One of the most vital concepts in biodynamic gardening involves the natural cosmic rhythms, and thus planting by the Moon cycles is key. Planting according to lunar phases goes back to ancient agriculture, and this understanding was further expounded on by Rudolph Steiner in the 1920s with his deep cosmic knowledge of how these lunar cycles affected plant growth. In a nutshell, when the Moon is waxing, it is time to plant above ground crops, and when the Moon is waning, it is time to plant below ground crops.
We are all aware of the Moon’s gravitational pull on the Earth during the full moon that affects the ocean tides. The ocean tides are at their highest during the full Moon, and ancient gardeners believed when the Moon pulls the tides to their peak, it is also pulling upon all water to swell within the earth which promotes the growth in plants. If planting is done a day or two before the New Moon, both gravitational forces and light are most favorable in the week that follows. Over the course of the next seven days as the Moon begins to grow with an increase in light and gravitational pull, the abundance of light is favorable for leaf growth, but the extra pull is not favorable for root growth. While young shoots thrive, roots rest. The following week the decreased light of the full Moon slows leaf growth as the decreased pull encourages root development. This is the best time to transplant seedlings. The last week of the lunar cycle brings less light as the pull increases which allows both roots and leaves to rest prior to the New Moon and a repeat of this cycle.
Lunar Planting Guide
First Quarter (waxing)
Plant annuals that produce above-ground, leafy parts and produce their seeds outside of themselves, such as lettuce, spinach, and cabbage.
Second Quarter (waxing)
Plant above-ground annuals that produce their seeds inside, including beans, squash, peas, and tomatoes.
Third Quarter (waning)
Plant annual bulbs and root crops such as onions, potatoes, beets, and carrots as well as all biennials and perennials.
Fourth Quarter (waning)
Also called the dark of the moon, this is not a good time to plant. Cultivate, weed, turn compost, prune.
Another simple guide is:
• New Moon- roots and shoots encouraged
• Waxing Moon- roots rest, leaves grow
• Full Moon- roots develop, leaf growth slows
• Waning Moon- roots and leaves rest
The biodynamic gardening calendar explores the rhythms of Nature so crop cultivation can be timed for the best success and productivity.
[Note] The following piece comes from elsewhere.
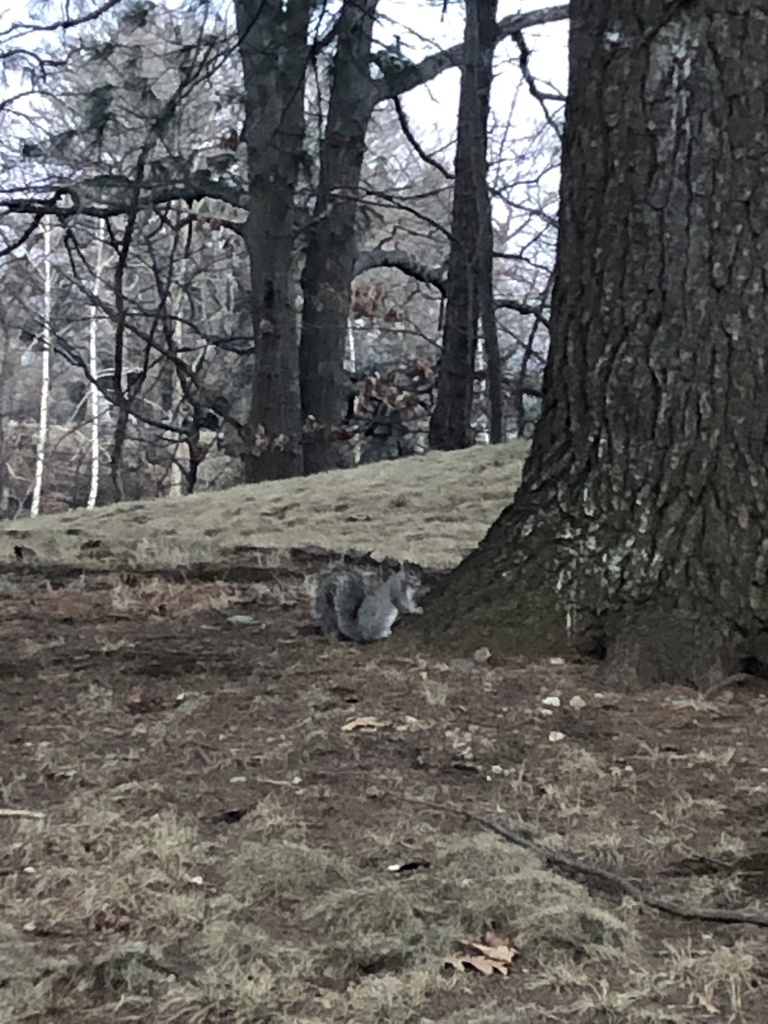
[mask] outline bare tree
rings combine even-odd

Along with lunar planting, the calendar considers the influence of the twelve constellations as well as the breathing cycles of the Earth. As the Earth breathes in from noon to midnight, soil and roots are nourished. As the Earth breathes out from midnight to noon, leaves and flowers are nourished. Therefore, it is best work with plants in the morning and plant in the afternoon.